Actualizado hace 5 minutos
Intenta uno escapar de las soflamas para llegar al fondo de las cosas y acaba desfondado. Pero vamos a intentarlo una vez más.
Lamento admitir que hay multitud de ejemplos que le persuaden a uno de que esto del lawfare es una triste realidad. Que hay estrategias de acoso y derribo del rival político mediante el uso de los aparatos de la Justicia. Que hay incluso plataformas de intensa y explícita inclinación ideológica cuya única función es practicarlo aunque las acusaciones sean falsas. Ah, y que circula también en sentido inverso y no solo para meter en un pantano judicial a otros sino para sacarse uno mismo de los que se ha metido solito: ahí está Trump que, con su sola elección, logra que los fiscales de sus casos penales aún no juzgados desistan.
Así que el lawfare, como las meigas, nadie admite haberlo visto, pero haberlo, haylo. Ponerle límites es cuestión complicada si entre quienes tienen encomendado velar por la pureza de los procesos judiciales se producen connivencias con la práctica. Pero el riesgo de pasarse de frenada, de suplantar por vía normativa esa función, tampoco resulta poca cosa.
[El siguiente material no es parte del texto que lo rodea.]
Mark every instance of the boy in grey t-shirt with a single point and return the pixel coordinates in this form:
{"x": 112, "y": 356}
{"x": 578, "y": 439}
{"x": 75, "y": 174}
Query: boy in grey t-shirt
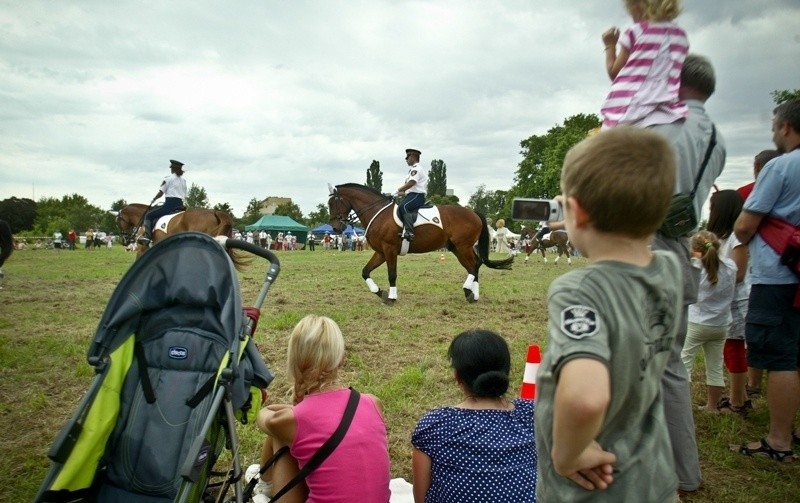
{"x": 600, "y": 427}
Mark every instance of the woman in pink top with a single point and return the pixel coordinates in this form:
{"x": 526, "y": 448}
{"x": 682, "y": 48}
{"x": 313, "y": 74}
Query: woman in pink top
{"x": 646, "y": 74}
{"x": 358, "y": 469}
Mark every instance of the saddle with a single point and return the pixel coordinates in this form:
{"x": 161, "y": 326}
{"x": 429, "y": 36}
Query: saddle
{"x": 426, "y": 214}
{"x": 163, "y": 222}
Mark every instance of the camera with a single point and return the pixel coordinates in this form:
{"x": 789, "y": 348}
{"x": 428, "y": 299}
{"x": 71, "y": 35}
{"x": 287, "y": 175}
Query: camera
{"x": 523, "y": 208}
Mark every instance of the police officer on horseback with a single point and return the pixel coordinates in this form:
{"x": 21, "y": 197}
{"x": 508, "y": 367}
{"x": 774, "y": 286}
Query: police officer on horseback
{"x": 174, "y": 189}
{"x": 415, "y": 189}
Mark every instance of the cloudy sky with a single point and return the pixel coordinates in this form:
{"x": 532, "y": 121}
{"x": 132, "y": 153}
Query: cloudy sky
{"x": 279, "y": 98}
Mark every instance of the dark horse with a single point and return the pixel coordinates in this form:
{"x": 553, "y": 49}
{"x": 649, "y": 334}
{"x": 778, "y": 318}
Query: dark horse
{"x": 557, "y": 239}
{"x": 461, "y": 228}
{"x": 211, "y": 222}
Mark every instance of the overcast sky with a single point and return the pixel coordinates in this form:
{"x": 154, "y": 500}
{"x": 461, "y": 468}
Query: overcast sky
{"x": 279, "y": 98}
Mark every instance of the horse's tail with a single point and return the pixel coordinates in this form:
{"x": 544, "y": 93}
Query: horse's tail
{"x": 225, "y": 228}
{"x": 483, "y": 248}
{"x": 6, "y": 241}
La iniciativa del PSOE de promover una ley de garantías y protección de derechos puede buscar que no se abuse del procedimiento judicial –sacando a la acusación popular de la instrucción, impidiendo que los partidos la ejerzan o rechazando querellas basadas en recortes de prensa–, pero también ser invasiva. El juez instructor deberá velar por que no haya filtraciones y las causas tengan fundamento; y el CGPJ deberá poder actuar –y hacerlo sin un interés corporativo– con contundencia en los casos en los que no sea así. Está por poder analizarse su letra, su alcance y sus enmiendas y no es plan crucificarla de salida. Pero lanzarse por la pendiente legislativa con frenos rotos es una temeridad. Y, buscar un efecto retroactivo, es feo.